For Laundon, the delay in obtaining forgiveness meant that she did not use PPP funds in the way she expected. She said, “I have been spending a few cents,” to make sure she has $15,000, just in case she has to pay it back. She has been marketing for smaller research projects outside of her business to earn more income. She did not get a customized email suite, nor did she set up her own website to build more business. She cannot take courses that normally require investment to obtain a higher certificate and allow her to charge higher fees. She said: “Anything I think can be reduced, can be reduced.”
Even if the forgiveness process actually begins, many business owners are not sure what paperwork they need. 68% of Main Street Alliance survey respondents worry that the process is still unclear. Two-thirds said that because of the many changes in the plan, they don’t know what can be forgiven, and more than half feel that Confusion requires documentation. The details are important: about two-thirds of people worry about not being forgiven, while 43% worry that if they feel the decision is unfair, they will have no right to recourse.

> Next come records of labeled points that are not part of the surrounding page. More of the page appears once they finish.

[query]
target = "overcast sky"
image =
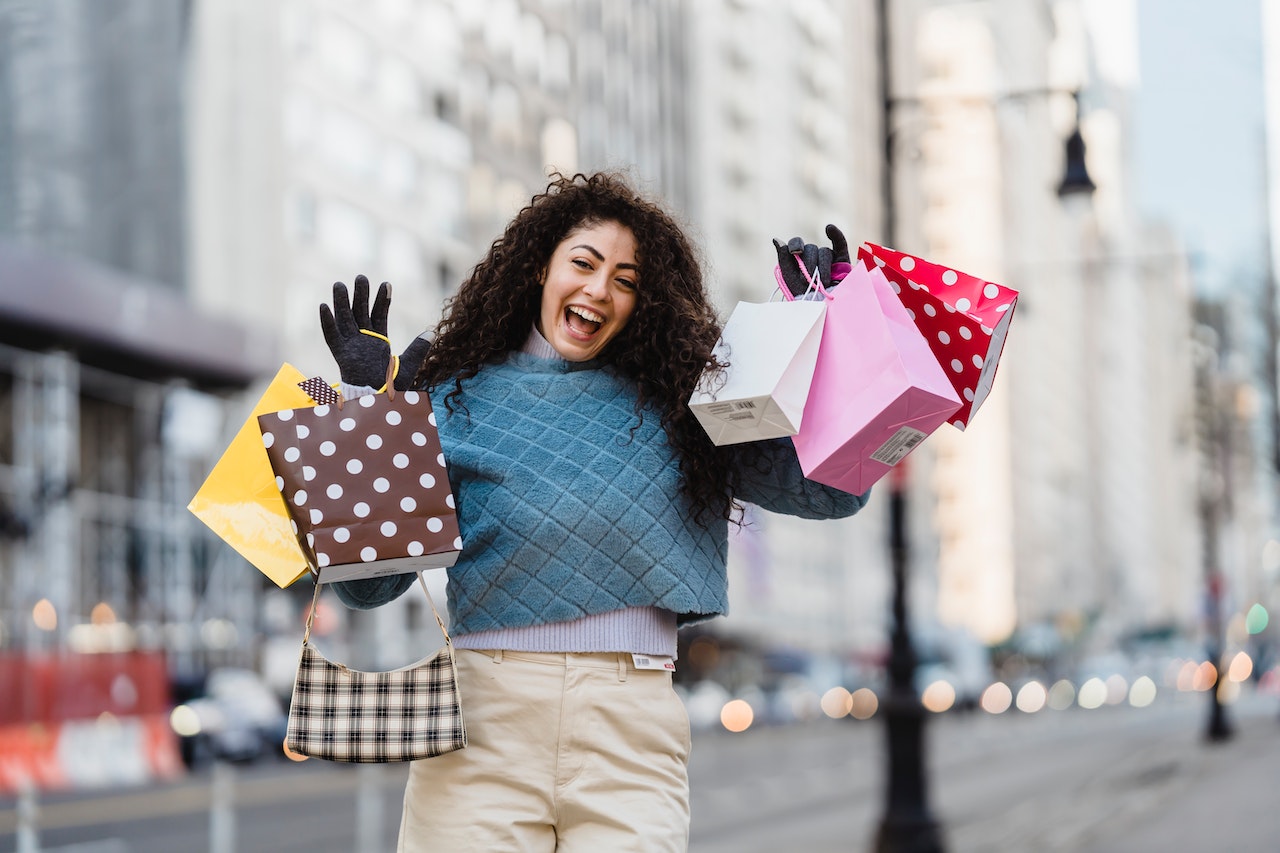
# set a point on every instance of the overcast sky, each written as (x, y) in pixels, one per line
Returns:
(1200, 131)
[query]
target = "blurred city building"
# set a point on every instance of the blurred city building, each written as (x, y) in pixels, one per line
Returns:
(172, 217)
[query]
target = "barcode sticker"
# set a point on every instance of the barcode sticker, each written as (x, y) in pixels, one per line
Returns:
(901, 443)
(737, 411)
(653, 662)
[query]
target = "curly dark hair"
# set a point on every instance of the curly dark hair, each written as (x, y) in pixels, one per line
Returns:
(663, 349)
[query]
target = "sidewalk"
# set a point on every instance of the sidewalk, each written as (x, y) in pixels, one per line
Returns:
(1160, 789)
(1202, 796)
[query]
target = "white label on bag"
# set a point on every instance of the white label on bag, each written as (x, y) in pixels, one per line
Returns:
(653, 662)
(901, 443)
(737, 410)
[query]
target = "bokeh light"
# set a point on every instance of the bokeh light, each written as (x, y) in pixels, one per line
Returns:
(45, 615)
(1061, 696)
(864, 703)
(184, 721)
(1142, 693)
(737, 715)
(837, 702)
(1240, 667)
(938, 697)
(996, 698)
(1032, 697)
(1093, 694)
(101, 614)
(1118, 688)
(1256, 621)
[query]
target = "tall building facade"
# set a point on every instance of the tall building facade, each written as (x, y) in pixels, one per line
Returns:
(1069, 503)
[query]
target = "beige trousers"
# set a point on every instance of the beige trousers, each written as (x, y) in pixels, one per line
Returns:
(567, 752)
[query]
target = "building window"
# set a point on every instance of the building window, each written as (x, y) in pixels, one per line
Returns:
(560, 146)
(347, 233)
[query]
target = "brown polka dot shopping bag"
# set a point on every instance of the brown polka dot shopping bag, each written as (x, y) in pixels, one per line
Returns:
(366, 484)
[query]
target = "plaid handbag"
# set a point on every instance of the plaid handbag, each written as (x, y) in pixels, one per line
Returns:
(339, 714)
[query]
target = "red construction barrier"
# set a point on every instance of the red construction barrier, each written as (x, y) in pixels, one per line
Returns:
(85, 720)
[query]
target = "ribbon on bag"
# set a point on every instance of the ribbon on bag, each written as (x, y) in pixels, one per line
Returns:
(366, 484)
(771, 350)
(877, 391)
(964, 319)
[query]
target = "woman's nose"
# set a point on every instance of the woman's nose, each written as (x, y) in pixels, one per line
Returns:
(597, 287)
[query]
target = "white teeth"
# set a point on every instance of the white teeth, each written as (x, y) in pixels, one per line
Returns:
(586, 315)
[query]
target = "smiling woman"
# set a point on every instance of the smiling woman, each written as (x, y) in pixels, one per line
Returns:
(594, 514)
(589, 290)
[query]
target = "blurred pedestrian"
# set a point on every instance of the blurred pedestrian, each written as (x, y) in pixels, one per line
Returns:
(594, 514)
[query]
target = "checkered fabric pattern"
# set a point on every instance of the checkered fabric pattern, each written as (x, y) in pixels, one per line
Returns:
(339, 714)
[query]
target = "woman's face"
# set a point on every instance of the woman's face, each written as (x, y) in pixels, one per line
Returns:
(589, 290)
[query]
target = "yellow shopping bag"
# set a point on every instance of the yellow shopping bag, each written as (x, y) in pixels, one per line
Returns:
(240, 500)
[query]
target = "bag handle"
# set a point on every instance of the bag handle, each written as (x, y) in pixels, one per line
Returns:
(315, 601)
(813, 278)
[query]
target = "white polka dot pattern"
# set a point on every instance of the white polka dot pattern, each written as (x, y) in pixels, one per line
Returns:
(968, 334)
(373, 496)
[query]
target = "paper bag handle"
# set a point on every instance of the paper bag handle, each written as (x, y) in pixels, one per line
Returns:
(813, 278)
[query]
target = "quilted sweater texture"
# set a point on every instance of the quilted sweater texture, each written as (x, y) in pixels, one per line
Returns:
(568, 502)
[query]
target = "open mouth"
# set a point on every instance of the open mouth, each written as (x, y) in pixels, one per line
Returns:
(581, 320)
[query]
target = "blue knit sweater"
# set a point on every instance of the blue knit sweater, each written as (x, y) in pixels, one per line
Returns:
(570, 505)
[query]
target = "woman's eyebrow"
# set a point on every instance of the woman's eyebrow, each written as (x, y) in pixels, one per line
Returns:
(600, 258)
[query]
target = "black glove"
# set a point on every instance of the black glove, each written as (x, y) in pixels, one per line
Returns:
(813, 258)
(361, 357)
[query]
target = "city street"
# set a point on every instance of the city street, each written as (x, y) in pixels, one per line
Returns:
(1114, 780)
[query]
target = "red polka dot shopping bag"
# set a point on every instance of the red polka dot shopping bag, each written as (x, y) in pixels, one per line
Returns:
(964, 319)
(877, 391)
(366, 484)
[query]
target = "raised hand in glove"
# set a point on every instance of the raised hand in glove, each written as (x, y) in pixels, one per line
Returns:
(831, 264)
(357, 337)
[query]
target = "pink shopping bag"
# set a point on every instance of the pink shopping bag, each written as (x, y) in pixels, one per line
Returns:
(877, 391)
(964, 319)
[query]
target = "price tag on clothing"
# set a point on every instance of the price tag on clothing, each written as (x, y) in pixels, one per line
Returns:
(653, 662)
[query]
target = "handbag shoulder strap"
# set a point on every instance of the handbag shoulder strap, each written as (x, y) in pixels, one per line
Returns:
(315, 601)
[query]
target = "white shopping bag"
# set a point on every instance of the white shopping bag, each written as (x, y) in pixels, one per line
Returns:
(771, 349)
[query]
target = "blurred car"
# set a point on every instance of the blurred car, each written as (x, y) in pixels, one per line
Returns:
(237, 719)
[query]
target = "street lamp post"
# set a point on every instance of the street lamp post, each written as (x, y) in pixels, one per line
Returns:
(908, 824)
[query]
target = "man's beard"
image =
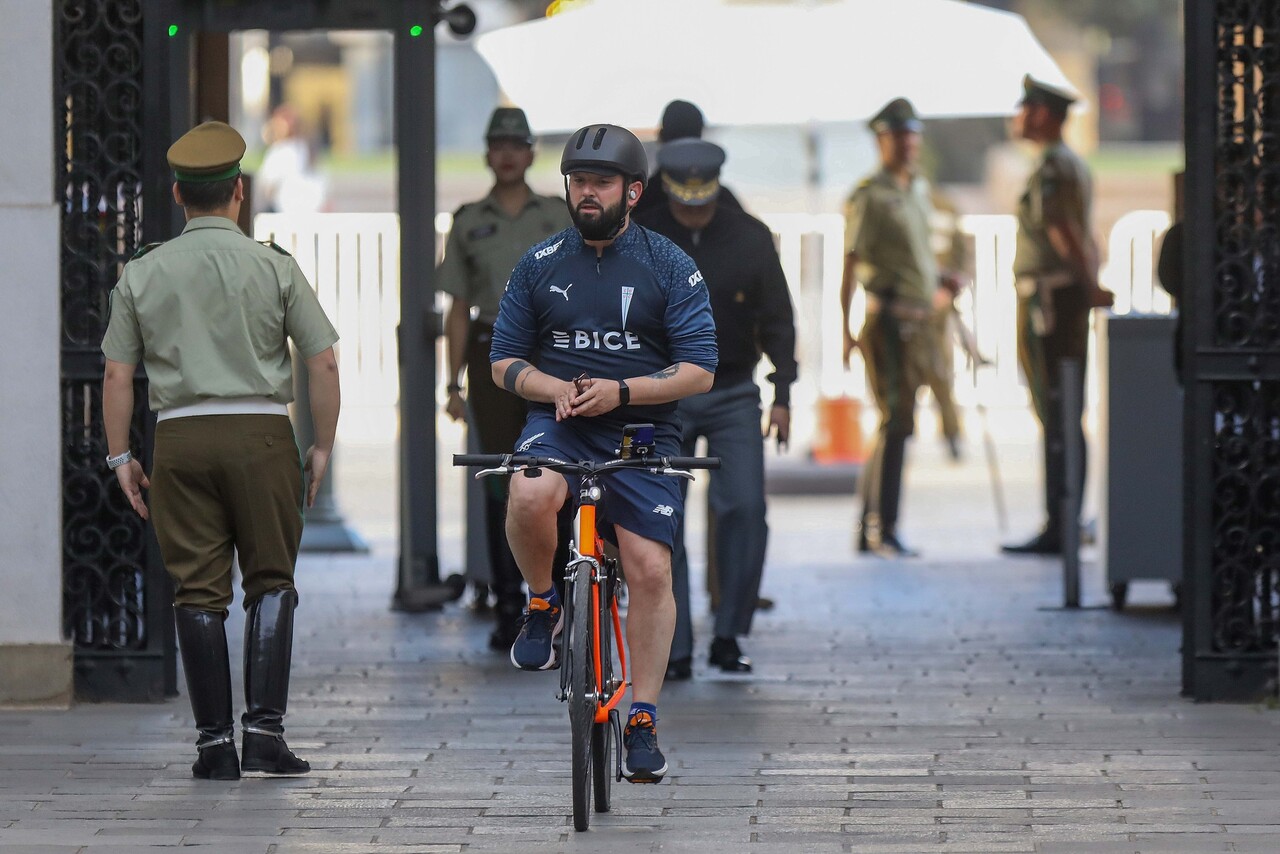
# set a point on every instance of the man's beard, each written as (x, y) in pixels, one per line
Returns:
(599, 225)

It is not difficult for Laundon to apply for a PPP loan: She filed a profit and loss statement from January and February of this year (actually the months when she had income). She hopes that the bank’s long delay will allow her to apply for forgiveness because the bank has established a portal that also makes the process easier.
Instead, her bank told her that she needed to submit different documents to be forgiven: it wanted her to send form 941, which small businesses with employees would submit to the IRS to show the tax withheld from workers’ salaries. And a C form for 2019, the sole proprietor submits documents to the IRS when paying taxes. But she has no employees and only operated for four weeks last year. She did not start to make money, but there were start-up costs, so she lost money during that period.
Every time Laundon sends an email explaining and asking what can be submitted, she will receive a form reply telling her to send 941 and ScheduleC. “The right hand is not really using the left hand. No one seems to be using the left hand. Understand what is needed,” she said.
Laundon turned to SBA’s website and accounting blog to try to figure out what lenders should ask her for. She pointed out: “This is the time we spend a lot of unpaid time to provide this document.” “I am a person who likes to make sure all Ts are crossed and my Is dotted line. I just hope they are very clear about what is needed. “
Brown’s situation is more direct. However, even if he is not sure, once he can submit the forgiveness paperwork, whether it can be removed. The plan requires business owners to spend 75% of their salary on wages, but it has never explained whether it must be on the same employee the same time as before the pandemic, or whether things can be transferred-this is his purpose. It was ultimately related to his employees. Even his banker did not know the answer. He said that if there is no forgiveness, it will be “disastrous consequences.”
Lawton said: “The whole thing was ridiculously executed very poorly.” “But it’s really ridiculous, because it’s people’s livelihood.”